Extrait du "Journal des Landes" no22, du 11 ventôse an 9, pages 3 et 4.
[Sommaire Doazit]
[Jean Darcet]
[Bibliographie Darcet]
NÉCROLOGIE.
Au Rédacteur du Journal des Landes.
Les nouvelles publiques nous annoncent la mort d'un homme célèbre, et dont le 2e arrondissement du département des Landes fut le berceau.
Le citoyen Darcet, plus connu dans la capitale et chez les nations amies des arts et des sciences, que dans le lieu de sa naissance, a rendu des services trop importans à la société, par des découvertes utiles et des travaux immenses, pour qu'un mince disciple de ce grand homme ne doive aujourd'hui jetter quelques fleurs sur sa tombe. Elève et bientôt le digne émule des frères Rouelle, il signala son entrée dans la carrière par des vues vastes et profondes sur le règne végétal et minéral ; bientôt il fixa l'attention du gouvernement ; et une place de professeur au ci-devant collège de France, qu'il obtint le 11 décembre 1775, le mit à portée de dévéloper toute la sagacité de son génie ; c'est dans ce laboratoire, que tous les hyvers, il réunissait tout ce que Paris comptait d'hommes distingués dans les sciences exactes. Souvent les Macquer, les Beaumé, les Monge, les Defontaines et autres, venaient s'asseoir à côté des plus jeunes disciples, pour profiter de ses leçons lumineuses. La manufacture de Sèvres lui doit une partie de ses succès, par le zèle infatigable qu'il a mis durant sa vie, à perfectionner l'art de la poterie en France : la métallurgie lui doit également des procédés nouveaux, et dont les arts et le commerce tirent de nos jours de si grands avantages.
La révolution ne pouvait que trouver dans le citoyen Darcet un sectateur zélé et désintéressé ; aussi, concurremment avec le citoyen Chaptal et autres chimistes modernes, il a fait prospérer les manufactures d'armes à feu, de poudre etc., et par là il a fixé souvent la victoire parmi nos armées. Il trouva une récompense d'une vie ainsi sémée en bienfaits, dans une place au sénat conservateur, qui honore également et le citoyen qui l'avait méritée et le gouvernement qui sait si bien apprécier le vrai mérite.
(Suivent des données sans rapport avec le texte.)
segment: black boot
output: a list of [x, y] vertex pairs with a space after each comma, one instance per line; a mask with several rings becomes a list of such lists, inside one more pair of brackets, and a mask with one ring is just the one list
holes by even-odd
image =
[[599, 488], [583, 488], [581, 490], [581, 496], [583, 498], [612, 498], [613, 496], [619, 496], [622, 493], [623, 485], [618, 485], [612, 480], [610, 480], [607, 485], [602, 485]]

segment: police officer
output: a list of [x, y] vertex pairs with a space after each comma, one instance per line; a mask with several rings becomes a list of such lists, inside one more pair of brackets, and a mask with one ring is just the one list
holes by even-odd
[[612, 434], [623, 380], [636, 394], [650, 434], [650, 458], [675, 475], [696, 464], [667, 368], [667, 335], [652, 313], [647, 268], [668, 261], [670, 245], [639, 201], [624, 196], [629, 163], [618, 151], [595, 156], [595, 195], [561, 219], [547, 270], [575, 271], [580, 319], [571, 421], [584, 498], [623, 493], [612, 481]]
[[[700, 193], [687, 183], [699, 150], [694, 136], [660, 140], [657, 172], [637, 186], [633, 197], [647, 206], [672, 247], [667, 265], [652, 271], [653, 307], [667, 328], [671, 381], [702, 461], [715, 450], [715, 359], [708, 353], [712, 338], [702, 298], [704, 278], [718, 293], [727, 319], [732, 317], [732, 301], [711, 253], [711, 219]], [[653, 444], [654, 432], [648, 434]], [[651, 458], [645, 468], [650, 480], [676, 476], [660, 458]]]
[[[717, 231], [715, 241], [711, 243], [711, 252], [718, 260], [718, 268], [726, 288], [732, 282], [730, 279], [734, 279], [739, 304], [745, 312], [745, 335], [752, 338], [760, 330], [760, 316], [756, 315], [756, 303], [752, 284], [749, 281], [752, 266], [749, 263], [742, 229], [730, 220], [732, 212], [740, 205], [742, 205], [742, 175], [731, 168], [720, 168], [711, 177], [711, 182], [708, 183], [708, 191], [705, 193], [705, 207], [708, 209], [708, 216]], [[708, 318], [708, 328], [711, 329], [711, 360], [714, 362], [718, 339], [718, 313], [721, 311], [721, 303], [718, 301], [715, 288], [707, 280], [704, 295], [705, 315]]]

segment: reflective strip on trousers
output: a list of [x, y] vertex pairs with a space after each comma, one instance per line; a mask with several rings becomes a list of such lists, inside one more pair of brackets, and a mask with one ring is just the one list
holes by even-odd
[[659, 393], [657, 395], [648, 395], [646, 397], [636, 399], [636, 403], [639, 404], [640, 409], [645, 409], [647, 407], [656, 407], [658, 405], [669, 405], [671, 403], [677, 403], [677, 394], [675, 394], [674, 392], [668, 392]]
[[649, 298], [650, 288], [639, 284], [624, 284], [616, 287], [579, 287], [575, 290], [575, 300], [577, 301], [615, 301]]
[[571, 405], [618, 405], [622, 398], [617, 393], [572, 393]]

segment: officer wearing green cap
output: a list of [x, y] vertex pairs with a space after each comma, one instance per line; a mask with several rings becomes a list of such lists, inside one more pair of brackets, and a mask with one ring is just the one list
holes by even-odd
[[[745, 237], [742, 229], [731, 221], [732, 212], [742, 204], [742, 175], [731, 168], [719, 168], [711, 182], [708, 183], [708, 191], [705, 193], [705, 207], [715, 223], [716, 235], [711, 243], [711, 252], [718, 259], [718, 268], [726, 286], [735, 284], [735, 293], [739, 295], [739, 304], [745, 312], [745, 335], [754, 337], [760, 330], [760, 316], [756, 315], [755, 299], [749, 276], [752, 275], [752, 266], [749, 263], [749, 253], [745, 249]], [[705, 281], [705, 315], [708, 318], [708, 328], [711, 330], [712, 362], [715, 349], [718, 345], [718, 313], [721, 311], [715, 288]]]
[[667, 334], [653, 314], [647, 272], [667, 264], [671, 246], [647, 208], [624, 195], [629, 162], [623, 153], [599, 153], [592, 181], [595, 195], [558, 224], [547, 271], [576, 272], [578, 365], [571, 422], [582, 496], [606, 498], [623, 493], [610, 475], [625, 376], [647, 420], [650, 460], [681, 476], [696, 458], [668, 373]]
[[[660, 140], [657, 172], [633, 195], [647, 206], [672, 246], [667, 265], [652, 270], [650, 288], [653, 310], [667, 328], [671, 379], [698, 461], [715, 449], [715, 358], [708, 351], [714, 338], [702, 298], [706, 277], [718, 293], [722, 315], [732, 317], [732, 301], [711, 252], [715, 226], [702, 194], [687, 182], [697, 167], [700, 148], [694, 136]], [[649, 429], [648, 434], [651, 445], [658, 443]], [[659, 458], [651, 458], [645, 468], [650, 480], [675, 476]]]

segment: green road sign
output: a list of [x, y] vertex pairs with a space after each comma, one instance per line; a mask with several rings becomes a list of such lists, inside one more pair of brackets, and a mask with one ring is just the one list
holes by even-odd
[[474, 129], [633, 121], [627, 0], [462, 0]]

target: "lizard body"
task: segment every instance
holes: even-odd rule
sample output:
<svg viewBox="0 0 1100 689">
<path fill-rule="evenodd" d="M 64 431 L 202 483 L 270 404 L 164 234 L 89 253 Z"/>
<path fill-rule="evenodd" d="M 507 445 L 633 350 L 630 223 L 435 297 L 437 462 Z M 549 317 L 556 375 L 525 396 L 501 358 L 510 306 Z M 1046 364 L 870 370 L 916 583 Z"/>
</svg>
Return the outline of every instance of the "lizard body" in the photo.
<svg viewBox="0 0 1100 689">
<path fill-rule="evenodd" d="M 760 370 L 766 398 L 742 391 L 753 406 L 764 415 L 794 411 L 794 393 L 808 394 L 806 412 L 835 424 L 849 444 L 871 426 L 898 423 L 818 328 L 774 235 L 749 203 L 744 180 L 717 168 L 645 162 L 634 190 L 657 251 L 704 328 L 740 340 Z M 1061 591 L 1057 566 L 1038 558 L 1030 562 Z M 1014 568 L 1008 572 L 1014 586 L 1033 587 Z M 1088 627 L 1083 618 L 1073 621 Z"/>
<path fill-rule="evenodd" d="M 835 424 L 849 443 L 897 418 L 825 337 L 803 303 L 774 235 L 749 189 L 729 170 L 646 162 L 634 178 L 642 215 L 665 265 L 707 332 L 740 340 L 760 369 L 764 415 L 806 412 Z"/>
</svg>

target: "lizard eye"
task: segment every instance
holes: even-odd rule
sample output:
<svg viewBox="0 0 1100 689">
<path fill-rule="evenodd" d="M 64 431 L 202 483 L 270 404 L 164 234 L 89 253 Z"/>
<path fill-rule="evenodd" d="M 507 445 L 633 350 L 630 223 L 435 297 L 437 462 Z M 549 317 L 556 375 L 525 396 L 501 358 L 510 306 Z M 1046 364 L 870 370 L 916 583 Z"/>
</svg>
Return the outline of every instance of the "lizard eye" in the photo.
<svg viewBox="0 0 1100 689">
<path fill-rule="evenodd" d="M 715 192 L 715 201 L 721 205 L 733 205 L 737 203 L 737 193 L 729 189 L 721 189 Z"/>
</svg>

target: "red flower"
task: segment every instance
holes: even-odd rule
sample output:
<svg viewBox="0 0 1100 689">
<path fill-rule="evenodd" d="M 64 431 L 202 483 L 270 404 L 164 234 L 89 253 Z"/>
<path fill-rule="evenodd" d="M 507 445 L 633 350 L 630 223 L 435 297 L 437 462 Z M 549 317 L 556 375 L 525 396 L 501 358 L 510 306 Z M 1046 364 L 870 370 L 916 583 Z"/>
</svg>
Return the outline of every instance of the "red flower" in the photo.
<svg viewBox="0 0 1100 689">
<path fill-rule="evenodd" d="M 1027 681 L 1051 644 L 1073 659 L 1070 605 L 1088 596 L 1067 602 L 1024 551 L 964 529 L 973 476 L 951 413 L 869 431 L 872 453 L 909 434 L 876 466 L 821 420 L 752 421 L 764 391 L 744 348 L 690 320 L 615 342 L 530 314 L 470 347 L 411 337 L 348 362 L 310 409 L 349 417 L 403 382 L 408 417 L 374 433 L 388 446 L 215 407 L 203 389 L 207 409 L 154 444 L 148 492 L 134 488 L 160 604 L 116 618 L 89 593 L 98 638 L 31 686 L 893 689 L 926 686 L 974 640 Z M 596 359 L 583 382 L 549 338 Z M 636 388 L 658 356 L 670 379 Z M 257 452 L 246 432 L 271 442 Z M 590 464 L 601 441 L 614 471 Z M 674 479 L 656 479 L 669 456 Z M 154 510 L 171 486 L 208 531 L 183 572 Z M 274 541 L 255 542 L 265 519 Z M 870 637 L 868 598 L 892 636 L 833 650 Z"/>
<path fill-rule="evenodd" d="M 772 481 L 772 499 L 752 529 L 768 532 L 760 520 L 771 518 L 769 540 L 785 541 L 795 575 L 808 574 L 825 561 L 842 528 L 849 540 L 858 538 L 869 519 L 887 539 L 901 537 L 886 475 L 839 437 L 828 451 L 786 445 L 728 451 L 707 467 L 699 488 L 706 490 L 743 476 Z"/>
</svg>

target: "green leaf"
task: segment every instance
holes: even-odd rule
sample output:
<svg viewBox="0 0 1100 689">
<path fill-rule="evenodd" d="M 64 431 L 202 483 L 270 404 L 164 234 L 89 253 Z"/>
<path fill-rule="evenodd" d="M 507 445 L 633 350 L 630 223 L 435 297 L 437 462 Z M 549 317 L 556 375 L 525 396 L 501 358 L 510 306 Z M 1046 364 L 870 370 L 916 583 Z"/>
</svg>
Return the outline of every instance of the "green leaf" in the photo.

Le citoyen Darcet ne se contentait pas d'étudier la science dans les cabinets des naturalistes ; il a plus d'une fois, consulté la nature, dans ses immenses laboratoires, le lieu chéri de son enfance n'était jamais indifférent pour lui ; il se rappelait le village modeste qui l'avait vu naître et vint le visiter en l'année . . . . avec une épouse chérie. Ses amis se rappelent encore, avec attendrissement, l'époque de son voyage à Doazit, à Saint-Sever, où il fut accueilli avec le degré d'intérêt qu'inspirait une réputation si justement établie. Aussi, proche des Pyrénées, il voulut les aller observer de nouveau ; il en parcourut plusieurs chaînes, et fit des observations très-utiles sur les variations du baromètre, sur le thermomètre ; il étudia principalement l'atmosphère des montagnes les plus élevées ; il calcula jusqu'à un certain degré, les causes de leur dégradation. tous ces faits sont consignés dans un mémoire qu'il prononça, à son retour à Paris, devant la société de médecine ; mémoire que le citoyen Dufour, professeur à l'école centrale, a bien voulu me confier.
A. B*******, professeur à l'école centrale des Landes.